Faith is more than Nativity scenes
It fascinates me that people are truly enraged over some statues in a public park. In this the season of giving, I would expect the truly faithful to be out doing good works and helping the needy. Sheltering, as Cardinal Dolan reminded us, the other Middle Eastern refugees like Jesus, Mary and Joseph —those in need of comfort and stability in their lives, as were the weary travelers in that stable that night.
There are symbols and then there are those who work on solutions. As a person who believes that spirituality is never outside one’s true soul, it seems to me that actions speak far louder than hysterical protest. Live your faith and quit pretending that a Nativity scene is what it is all about.

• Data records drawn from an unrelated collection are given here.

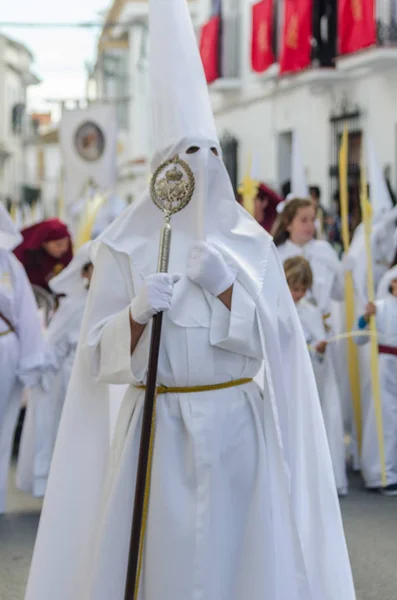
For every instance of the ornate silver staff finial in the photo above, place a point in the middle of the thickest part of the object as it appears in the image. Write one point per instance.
(171, 189)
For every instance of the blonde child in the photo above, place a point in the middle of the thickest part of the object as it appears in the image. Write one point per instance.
(300, 280)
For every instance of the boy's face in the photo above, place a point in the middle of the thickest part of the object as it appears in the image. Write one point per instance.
(298, 292)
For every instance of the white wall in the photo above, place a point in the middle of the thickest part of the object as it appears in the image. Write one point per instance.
(12, 91)
(50, 185)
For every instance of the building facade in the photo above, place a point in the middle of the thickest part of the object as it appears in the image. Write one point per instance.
(15, 77)
(258, 114)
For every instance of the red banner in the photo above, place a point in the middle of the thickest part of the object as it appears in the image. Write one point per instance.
(297, 35)
(356, 25)
(209, 48)
(262, 56)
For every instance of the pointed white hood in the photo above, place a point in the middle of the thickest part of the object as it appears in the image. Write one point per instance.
(10, 237)
(181, 106)
(183, 119)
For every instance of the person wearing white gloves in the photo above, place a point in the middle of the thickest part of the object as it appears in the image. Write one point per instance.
(242, 500)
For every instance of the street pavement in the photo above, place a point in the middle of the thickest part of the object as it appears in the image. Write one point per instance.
(370, 522)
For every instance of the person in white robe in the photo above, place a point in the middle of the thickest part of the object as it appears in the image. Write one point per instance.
(243, 501)
(385, 311)
(294, 236)
(111, 209)
(46, 397)
(21, 342)
(300, 280)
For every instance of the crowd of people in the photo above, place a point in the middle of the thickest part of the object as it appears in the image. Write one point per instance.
(250, 451)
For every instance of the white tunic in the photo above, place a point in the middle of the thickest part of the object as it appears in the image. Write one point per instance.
(46, 398)
(386, 323)
(216, 478)
(327, 293)
(314, 330)
(20, 353)
(229, 517)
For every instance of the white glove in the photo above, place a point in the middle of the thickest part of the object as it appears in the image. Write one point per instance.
(154, 297)
(208, 269)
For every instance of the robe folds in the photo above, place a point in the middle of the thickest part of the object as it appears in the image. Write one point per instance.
(243, 501)
(386, 323)
(21, 352)
(314, 331)
(47, 396)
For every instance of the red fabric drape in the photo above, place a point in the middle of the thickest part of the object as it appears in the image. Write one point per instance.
(262, 29)
(297, 35)
(356, 25)
(209, 48)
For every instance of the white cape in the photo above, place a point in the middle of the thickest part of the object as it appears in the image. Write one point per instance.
(314, 330)
(307, 529)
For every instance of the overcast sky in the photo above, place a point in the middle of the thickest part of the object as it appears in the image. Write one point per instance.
(60, 54)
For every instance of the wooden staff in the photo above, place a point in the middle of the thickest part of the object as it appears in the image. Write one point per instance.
(375, 381)
(352, 351)
(171, 193)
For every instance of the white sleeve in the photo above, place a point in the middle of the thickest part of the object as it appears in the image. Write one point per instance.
(27, 324)
(236, 330)
(109, 337)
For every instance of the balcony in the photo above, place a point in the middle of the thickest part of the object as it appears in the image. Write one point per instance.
(383, 55)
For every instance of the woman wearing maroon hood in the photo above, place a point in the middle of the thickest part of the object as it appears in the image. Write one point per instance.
(45, 251)
(266, 202)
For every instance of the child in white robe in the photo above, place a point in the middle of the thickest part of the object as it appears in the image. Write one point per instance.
(300, 279)
(47, 397)
(21, 342)
(295, 236)
(385, 311)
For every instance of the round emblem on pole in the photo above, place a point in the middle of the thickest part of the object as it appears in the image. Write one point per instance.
(89, 141)
(172, 186)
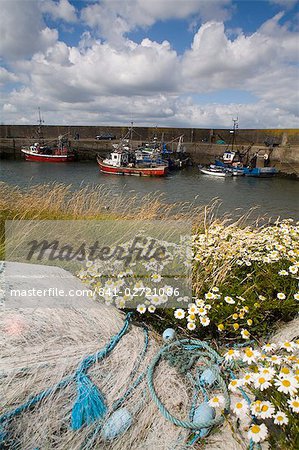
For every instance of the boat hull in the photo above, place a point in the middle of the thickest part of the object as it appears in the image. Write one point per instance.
(215, 173)
(157, 171)
(260, 172)
(38, 157)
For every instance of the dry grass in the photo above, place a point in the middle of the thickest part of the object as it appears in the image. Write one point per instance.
(50, 346)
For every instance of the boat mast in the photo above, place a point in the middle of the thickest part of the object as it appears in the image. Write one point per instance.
(235, 127)
(40, 127)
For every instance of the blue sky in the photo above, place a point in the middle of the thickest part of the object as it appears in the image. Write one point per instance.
(194, 63)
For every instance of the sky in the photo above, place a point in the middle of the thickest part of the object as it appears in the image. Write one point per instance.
(176, 63)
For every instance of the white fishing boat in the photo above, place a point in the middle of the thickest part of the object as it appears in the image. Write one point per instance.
(215, 172)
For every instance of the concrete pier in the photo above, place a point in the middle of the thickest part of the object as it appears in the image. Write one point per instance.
(203, 145)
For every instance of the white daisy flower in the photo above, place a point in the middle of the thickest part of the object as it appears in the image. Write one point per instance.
(234, 385)
(261, 382)
(229, 300)
(204, 321)
(141, 309)
(288, 346)
(294, 404)
(287, 385)
(231, 354)
(248, 378)
(250, 355)
(263, 410)
(280, 418)
(268, 372)
(293, 270)
(179, 313)
(275, 359)
(192, 309)
(257, 433)
(268, 347)
(156, 277)
(284, 372)
(283, 273)
(241, 408)
(199, 302)
(216, 401)
(201, 311)
(245, 334)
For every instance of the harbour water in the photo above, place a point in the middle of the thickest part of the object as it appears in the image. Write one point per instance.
(274, 197)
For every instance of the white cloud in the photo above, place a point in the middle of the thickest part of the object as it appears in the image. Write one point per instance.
(116, 80)
(22, 30)
(7, 77)
(61, 9)
(287, 4)
(115, 18)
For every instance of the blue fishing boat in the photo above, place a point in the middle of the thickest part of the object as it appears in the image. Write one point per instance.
(237, 161)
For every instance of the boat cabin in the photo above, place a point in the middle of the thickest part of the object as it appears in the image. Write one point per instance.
(117, 159)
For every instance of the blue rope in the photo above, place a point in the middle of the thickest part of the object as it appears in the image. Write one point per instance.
(189, 345)
(118, 403)
(89, 404)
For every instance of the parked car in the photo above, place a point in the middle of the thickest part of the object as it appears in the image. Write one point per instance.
(106, 137)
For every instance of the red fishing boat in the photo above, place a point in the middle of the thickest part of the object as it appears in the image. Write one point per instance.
(122, 163)
(40, 153)
(61, 152)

The action of giving comfort to those in trouble makes your anger over this appear quite shallow. Statues? Really?
Margot LeRoy, Gig Harbor
Racism: Conservatives own it, regardless of label
Re: “Who really founded the KKK?” (TNT letter, 12/18).
The letter writer makes a bad attempt to perpetrate the disingenuous trope that the white supremacy movement is related to the modern Democratic Party. He distorts history and perpetuates a lie. Not nice.

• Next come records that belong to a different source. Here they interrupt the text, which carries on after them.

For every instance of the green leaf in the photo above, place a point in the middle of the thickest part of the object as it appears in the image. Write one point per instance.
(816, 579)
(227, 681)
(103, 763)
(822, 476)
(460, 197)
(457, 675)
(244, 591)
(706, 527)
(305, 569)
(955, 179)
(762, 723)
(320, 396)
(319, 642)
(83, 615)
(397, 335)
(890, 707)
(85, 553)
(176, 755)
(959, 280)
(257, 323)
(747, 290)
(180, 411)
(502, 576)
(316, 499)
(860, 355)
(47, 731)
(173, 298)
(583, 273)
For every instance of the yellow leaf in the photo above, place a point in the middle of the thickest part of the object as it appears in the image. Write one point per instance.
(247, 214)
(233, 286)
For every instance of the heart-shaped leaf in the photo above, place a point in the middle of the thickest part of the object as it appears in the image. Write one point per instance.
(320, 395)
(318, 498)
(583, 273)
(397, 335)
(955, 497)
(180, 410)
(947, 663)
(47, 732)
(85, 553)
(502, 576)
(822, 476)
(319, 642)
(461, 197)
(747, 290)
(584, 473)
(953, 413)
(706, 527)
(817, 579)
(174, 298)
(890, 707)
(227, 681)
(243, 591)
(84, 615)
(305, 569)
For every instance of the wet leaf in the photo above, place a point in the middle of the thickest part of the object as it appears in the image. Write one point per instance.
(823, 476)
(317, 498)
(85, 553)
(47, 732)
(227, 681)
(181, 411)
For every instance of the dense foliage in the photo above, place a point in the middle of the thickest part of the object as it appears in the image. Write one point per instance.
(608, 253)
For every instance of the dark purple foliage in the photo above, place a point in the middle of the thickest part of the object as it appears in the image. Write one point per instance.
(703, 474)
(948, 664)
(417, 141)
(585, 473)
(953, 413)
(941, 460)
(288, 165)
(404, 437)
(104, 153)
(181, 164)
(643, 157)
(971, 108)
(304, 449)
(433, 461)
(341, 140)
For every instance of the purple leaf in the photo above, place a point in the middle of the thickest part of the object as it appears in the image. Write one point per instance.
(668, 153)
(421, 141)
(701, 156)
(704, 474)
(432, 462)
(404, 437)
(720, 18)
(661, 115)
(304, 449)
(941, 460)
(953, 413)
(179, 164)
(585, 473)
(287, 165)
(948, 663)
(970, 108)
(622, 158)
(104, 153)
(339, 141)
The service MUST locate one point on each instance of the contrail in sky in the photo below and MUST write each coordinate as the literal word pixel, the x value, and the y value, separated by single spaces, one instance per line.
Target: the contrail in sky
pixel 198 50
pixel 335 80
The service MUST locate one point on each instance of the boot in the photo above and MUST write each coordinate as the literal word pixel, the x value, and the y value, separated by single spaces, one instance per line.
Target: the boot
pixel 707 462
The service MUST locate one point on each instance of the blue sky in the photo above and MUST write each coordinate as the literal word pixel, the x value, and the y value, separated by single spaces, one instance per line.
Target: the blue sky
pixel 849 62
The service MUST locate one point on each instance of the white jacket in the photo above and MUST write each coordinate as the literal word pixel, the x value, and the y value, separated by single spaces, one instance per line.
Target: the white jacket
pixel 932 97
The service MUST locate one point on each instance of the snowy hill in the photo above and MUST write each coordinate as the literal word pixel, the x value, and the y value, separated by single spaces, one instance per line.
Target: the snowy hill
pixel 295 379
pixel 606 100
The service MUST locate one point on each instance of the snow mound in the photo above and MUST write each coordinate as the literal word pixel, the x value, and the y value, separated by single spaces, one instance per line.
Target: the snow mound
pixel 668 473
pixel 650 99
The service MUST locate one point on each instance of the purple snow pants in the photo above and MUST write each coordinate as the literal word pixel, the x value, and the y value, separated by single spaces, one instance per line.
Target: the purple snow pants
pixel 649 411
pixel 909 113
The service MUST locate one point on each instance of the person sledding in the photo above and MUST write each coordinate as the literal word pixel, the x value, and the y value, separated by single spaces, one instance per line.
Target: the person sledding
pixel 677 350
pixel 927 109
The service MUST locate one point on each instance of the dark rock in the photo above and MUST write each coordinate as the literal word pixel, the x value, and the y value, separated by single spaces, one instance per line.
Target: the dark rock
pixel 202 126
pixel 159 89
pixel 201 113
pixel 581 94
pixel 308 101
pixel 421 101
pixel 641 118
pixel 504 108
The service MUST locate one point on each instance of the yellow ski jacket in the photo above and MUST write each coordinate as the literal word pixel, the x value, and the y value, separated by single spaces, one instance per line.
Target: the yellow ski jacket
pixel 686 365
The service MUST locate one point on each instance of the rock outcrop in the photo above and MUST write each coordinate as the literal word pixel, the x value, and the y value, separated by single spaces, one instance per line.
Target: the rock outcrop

He leaves out one important word: “conservative.” Anyone with a casual interest in American history knows the “Party of Lincoln” (who freed the slaves) was once the more liberal political party, though before Abe was dry in his casket it became the party of corporatists believing government should coddle the rich.
The Democrats (the “People’s Party) was a big tent of all who thought government should favor the common man, including laborers, unions, farmers, small business and anyone who hated the big banks.The South was staunchly Democratic right up into the 1960s, while blacks were reliably Republican.
Annell Russell, Gig Harbor
Mental health: Thanks to those who blocked tax
Re: “County leaders stumble in dark on mental health,” (TNT, 12/18).
Pierce County Council member Joyce McDonald was unfairly singled out in your editorial. There are already more than 700 taxes levied on the people of this state. Enough is enough.
The mental health problem began with funding cuts at the federal level. It was dropped on state legislatures, which in turn dropped it on local communities.
Government was created to solve problems individuals and local citizens cannot solve. Larger sources of community are needed to build interstate freeways and to handle mental health and homeless problems Both are bigger than any city or county.
Council members McDonald, Jim McCune and Dan Roach should be applauded for their efforts to divert the solution back to the political body that dropped it.
Remember, only 22 of the 39 counties in Washington have caved in to pay this type of tax. Proudly, Pierce County leads the other 17.